Assessing the therapeutic potential of lab-made hepatocytes

Abstract

Hepatocyte transplantation has potential as a bridge or even alternative to whole-organ liver transplantation. Because donor livers are scarce, realizing this potential requires the development of alternative cell sources. To be therapeutically effective, surrogate hepatocytes must replicate the complex function and ability to proliferate of primary human hepatocytes. Ideally, they are also autologous to eliminate the need for immune suppression, which can have severe side effects and may not be sufficient to prevent rejection long term. In the past decade, several methods have been developed to generate hepatocytes from other readily and safely accessible somatic cells. These lab-made hepatocytes show promise in animal models of liver diseases, supporting the feasibility of autologous liver cell therapies. Here, we review recent preclinical studies exemplifying different types of lab-made hepatocytes that can potentially be used in autologous liver cell therapies. To define the therapeutic efficacy of current lab-made hepatocytes, we compare them to primary human hepatocytes, focusing on engraftment efficiency and posttransplant proliferation and function. In addition to summarizing published results, we discuss animal models and assays effective in assessing therapeutic efficacy.
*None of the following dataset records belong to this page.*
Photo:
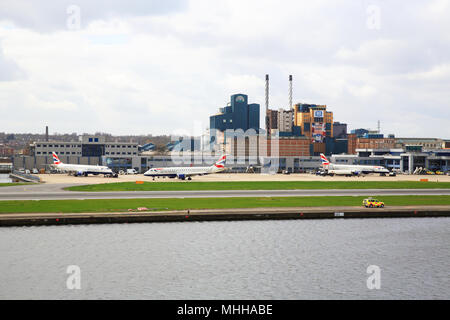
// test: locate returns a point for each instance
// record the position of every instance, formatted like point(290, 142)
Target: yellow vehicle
point(373, 203)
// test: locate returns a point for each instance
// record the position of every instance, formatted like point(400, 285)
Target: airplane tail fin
point(324, 160)
point(220, 164)
point(56, 158)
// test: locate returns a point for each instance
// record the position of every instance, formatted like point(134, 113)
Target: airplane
point(81, 169)
point(186, 172)
point(350, 169)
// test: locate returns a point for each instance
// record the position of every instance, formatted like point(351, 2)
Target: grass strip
point(120, 205)
point(258, 185)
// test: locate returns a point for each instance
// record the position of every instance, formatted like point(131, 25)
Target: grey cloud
point(48, 15)
point(9, 70)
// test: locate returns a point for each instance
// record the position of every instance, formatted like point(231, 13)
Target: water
point(314, 259)
point(4, 178)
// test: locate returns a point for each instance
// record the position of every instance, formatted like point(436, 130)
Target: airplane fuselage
point(80, 169)
point(345, 168)
point(181, 172)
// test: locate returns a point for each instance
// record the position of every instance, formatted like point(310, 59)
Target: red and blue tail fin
point(56, 159)
point(220, 164)
point(324, 160)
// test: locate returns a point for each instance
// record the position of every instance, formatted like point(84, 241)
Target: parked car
point(373, 203)
point(131, 171)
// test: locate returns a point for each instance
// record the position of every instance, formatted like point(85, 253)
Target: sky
point(163, 67)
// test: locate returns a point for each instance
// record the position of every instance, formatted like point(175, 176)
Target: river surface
point(291, 259)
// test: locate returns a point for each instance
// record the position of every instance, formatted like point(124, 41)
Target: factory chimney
point(267, 105)
point(290, 91)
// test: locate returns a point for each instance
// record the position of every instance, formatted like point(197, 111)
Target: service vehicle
point(373, 203)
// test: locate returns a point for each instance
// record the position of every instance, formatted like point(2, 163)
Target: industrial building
point(238, 114)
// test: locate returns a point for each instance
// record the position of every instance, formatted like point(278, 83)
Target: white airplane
point(81, 169)
point(186, 172)
point(349, 169)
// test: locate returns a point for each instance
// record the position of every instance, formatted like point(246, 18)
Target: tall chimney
point(290, 91)
point(267, 92)
point(267, 105)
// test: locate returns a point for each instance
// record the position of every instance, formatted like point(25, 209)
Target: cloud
point(154, 67)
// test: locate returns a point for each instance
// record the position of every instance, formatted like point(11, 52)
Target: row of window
point(59, 146)
point(62, 152)
point(120, 153)
point(118, 146)
point(79, 146)
point(68, 153)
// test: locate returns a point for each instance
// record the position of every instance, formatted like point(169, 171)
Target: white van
point(131, 171)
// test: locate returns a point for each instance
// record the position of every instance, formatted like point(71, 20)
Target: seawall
point(40, 219)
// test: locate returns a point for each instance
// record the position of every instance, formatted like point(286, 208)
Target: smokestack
point(267, 105)
point(267, 92)
point(290, 91)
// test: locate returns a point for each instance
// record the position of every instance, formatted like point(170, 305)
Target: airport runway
point(55, 192)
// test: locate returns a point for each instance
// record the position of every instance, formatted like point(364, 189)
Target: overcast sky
point(141, 67)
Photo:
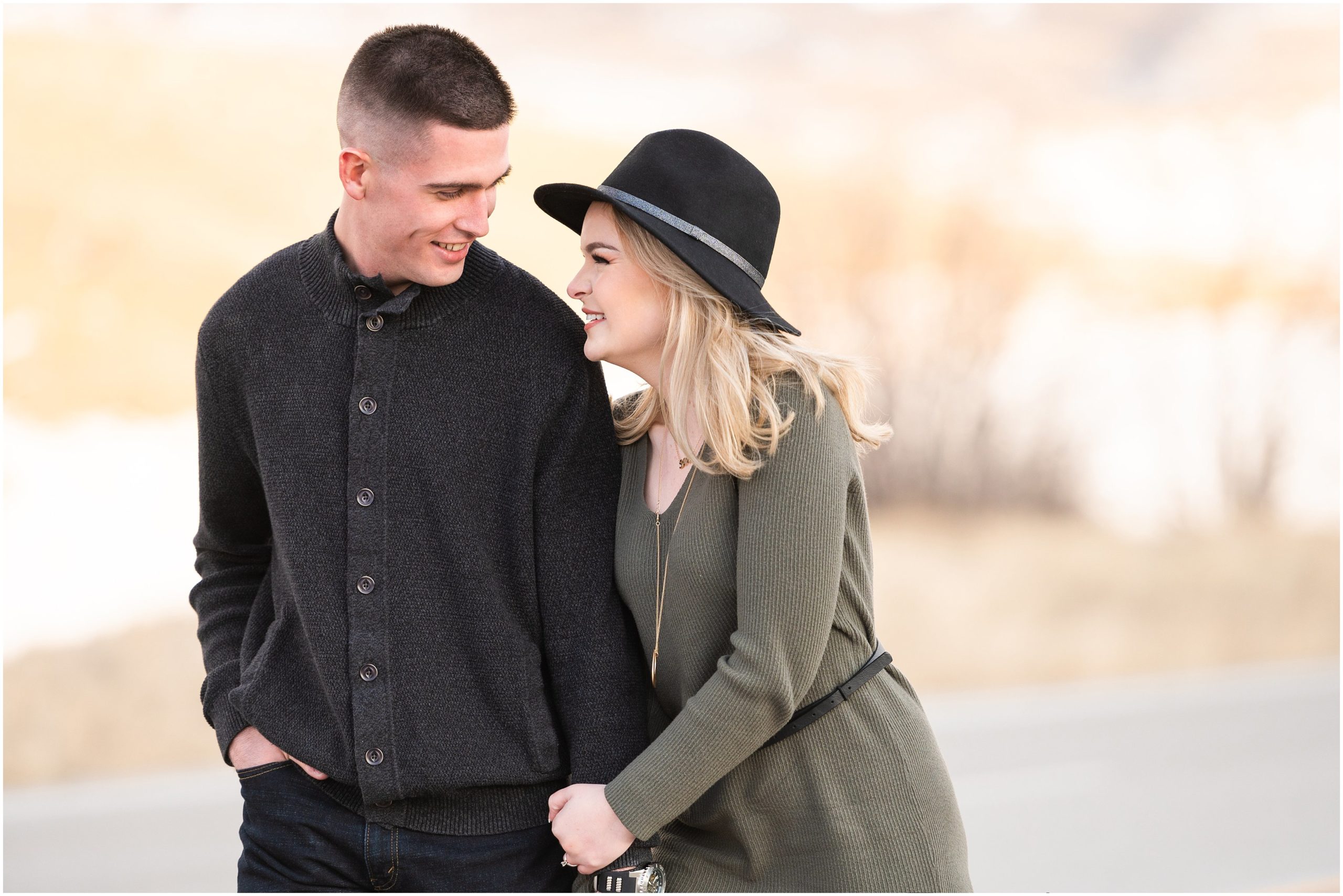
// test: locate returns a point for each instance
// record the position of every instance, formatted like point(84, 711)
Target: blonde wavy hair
point(715, 360)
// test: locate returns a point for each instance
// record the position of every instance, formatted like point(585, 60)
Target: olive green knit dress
point(769, 606)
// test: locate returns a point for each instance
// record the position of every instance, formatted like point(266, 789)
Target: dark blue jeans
point(299, 839)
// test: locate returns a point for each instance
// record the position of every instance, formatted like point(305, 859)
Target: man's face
point(425, 209)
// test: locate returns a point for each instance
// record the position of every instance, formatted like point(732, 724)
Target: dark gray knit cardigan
point(407, 512)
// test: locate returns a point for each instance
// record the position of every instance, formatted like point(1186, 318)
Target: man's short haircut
point(409, 77)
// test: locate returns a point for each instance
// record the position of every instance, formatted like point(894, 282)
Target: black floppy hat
point(703, 200)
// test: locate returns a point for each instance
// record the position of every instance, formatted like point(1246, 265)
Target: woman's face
point(633, 310)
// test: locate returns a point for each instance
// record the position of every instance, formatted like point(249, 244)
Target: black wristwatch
point(645, 879)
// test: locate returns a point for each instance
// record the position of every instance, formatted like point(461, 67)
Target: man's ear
point(355, 167)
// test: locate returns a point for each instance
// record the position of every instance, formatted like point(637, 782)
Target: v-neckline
point(644, 478)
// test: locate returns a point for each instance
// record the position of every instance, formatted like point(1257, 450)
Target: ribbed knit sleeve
point(790, 550)
point(233, 543)
point(591, 649)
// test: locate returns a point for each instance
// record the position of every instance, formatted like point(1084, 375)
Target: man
point(409, 478)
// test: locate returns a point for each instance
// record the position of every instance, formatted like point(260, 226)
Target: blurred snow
point(100, 515)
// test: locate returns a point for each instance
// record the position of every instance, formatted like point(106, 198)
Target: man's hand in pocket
point(252, 749)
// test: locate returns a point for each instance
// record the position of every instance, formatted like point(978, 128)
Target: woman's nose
point(578, 286)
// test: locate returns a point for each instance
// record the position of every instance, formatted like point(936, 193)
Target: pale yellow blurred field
point(145, 174)
point(962, 602)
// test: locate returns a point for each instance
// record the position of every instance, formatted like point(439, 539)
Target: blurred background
point(1092, 253)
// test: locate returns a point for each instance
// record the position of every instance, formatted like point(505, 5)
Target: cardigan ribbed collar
point(331, 285)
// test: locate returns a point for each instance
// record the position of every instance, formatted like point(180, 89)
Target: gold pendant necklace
point(661, 591)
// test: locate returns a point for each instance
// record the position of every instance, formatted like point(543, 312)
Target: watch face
point(656, 880)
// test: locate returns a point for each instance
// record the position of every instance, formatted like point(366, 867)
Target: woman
point(744, 557)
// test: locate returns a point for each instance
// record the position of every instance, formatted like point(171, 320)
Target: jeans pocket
point(255, 772)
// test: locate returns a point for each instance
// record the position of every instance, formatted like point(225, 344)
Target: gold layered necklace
point(660, 591)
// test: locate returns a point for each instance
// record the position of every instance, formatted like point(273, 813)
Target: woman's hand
point(591, 833)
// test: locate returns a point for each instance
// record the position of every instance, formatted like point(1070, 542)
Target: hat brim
point(569, 205)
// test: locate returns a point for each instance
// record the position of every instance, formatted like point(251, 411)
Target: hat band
point(687, 228)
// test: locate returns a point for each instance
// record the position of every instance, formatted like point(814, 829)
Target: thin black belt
point(813, 711)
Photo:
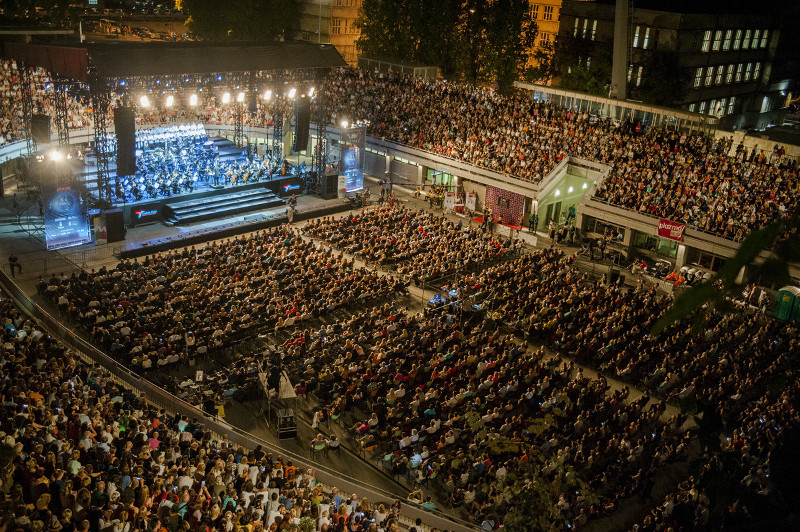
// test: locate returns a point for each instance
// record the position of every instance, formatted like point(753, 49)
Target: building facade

This analysis underscores the therapeutic potential of current lab-made hepatocytes, but also highlights deficiencies and uncertainties that need to be addressed in future studies aimed at developing liver cell therapies with lab-made hepatocytes. (Hepatology 2016;64:287-294).

Fig. 1

Assays used to assess the therapeutic efficacy of lab-made hepatocytes.

Fig. 2

Comparison of HSA and liver repopulation levels between recent studies using lab-made hepatocytes and studies using pHeps that reported near-complete liver repopulation. For each study ALB levels were correlated with % liver repopulation. Studies are labeled with the number of transplanted cells (M = million), cell type, animal model, first author and year of publication. The left panel shows results from all studies. The right panel is a double-log plot showing only results from studies using lab-made hepatocytes (highlighted area in left panel). ^Anti-asialo-GM1 antibody. °Tacrolimus. *Equivalent % liver repopulation of liver buds transplanted under the kidney capsule was calculated as the ratio of 2.9 million iPSC-Heps to an estimated 50 million hepatocytes in the mouse liver. **Transplantation by intrahepatic injection. ***% liver repopulation was normalized by estimating that the engrafted median lobe contains 30% of the total liver mass.